2 Replies Latest reply on Jul 21, 2007 5:41 PM by Mr Black

    Setting cookies from another domain (CFHTTP)

      Hello All,

      I am in the process of creating a web site that has it's own look/feel and give the users the ability to upload video to YouTube. YouTube does not currently have an API to handle this. So, I found this script called phptube and am attempting to pull from it and create a coldfusion solution. I'm not a PHP person (as of yet) and this is my first attempt.

      I execute the attached code and first of all, I don't see the cookes getting set under the ".youtube.com" domain. Should they be? The CFHTTP returns me to a login page. The question I think I'm trying to ask is this: Can I set a cookie from within my domain for another domain using cfcookie?

      If you have any thougths on this... it would be much appreciated.

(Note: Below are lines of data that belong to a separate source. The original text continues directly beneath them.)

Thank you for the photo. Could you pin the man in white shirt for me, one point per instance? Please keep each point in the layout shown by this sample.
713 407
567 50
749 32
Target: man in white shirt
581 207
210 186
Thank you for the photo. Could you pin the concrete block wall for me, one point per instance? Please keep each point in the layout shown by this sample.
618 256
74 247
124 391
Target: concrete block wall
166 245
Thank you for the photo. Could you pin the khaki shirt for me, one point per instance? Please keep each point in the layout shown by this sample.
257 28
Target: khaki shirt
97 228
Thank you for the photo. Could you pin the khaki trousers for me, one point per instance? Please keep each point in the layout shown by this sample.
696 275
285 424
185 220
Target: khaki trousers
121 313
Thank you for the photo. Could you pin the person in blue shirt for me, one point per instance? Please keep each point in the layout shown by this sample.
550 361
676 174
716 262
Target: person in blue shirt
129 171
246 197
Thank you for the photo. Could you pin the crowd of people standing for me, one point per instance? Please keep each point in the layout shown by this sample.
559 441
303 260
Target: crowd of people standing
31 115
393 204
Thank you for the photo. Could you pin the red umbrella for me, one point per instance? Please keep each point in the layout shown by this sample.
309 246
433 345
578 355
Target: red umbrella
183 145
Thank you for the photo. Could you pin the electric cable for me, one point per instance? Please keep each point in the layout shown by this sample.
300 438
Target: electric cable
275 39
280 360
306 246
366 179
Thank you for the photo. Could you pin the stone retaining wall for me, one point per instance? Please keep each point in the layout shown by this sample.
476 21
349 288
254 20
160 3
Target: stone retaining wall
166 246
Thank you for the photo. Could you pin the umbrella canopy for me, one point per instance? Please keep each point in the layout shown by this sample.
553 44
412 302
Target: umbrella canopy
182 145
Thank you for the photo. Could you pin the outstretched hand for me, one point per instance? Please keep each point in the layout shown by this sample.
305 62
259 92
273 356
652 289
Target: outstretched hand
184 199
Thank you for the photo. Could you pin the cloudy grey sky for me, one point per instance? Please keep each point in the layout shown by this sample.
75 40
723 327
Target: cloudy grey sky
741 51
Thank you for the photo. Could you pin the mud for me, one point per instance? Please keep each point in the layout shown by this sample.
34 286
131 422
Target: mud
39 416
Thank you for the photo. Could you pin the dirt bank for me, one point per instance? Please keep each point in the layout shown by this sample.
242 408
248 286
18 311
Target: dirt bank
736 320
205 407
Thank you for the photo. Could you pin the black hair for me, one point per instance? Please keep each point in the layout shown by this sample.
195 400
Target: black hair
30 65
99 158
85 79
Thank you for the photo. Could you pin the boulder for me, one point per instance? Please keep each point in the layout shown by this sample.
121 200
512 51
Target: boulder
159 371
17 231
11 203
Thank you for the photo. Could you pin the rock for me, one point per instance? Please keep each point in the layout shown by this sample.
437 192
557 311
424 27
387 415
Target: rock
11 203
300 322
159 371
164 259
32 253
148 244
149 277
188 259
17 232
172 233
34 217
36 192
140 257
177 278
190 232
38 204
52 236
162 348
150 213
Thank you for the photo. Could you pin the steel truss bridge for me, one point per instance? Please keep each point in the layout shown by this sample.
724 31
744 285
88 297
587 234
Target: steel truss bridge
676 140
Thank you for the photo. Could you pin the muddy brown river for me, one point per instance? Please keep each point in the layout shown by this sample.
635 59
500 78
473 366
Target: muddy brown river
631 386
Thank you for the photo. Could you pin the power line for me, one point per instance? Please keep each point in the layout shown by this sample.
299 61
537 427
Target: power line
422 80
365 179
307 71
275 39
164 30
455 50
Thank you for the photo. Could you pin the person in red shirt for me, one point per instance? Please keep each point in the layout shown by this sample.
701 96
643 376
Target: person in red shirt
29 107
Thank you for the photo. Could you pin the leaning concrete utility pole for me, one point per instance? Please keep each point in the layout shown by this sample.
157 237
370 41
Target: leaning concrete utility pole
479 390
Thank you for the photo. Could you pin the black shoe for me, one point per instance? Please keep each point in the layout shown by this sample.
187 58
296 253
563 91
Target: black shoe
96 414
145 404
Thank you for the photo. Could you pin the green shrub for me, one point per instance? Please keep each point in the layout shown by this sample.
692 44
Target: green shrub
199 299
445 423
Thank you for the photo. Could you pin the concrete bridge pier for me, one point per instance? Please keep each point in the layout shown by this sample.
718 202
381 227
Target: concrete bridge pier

        • 1. Re: Setting cookies from another domain (CFHTTP)
          Level 7
          Can I set a cookie from within my domain for another domain using cfcookie?

          NOPE! This would be directly against the security model of the cookie
          specification. A browser will only set cookies for the domain which is
          requesting the cookie. If you could set cookies for other domains just
          imagine the havoc you could create.

          Cookies can be set to share across common sub-domains of the same parent
          domain, but that is it.

          • 2. Re: Setting cookies from another domain (CFHTTP)
            Mr Black Level 1
            Your code should work, if you correctly grab and set all cookies, and if there were not other cookies set on the previous page (the one you use to login). Your second CFHTTP uses POST without a body. This may cause a problem. Try GET instead.

            Also, there could be a redirect from the first page (common practice), which also sets cookies. You, obviously, don't see this and, therefore, don't set those cookies, if this takes place. If so, you need to disable redirects and handle it on your own.

            However, there is another problem. Even, if you login successfully and correctly collect all necessary cookies for a session, your users will not be able to upload files directly to that Web-site (already mentioned domain cookies problem). So, in order to implement what you want, you will have to upload those files on your own server first, and after that upload them on the other Web-site. This could be absolutely unacceptable, if files are large.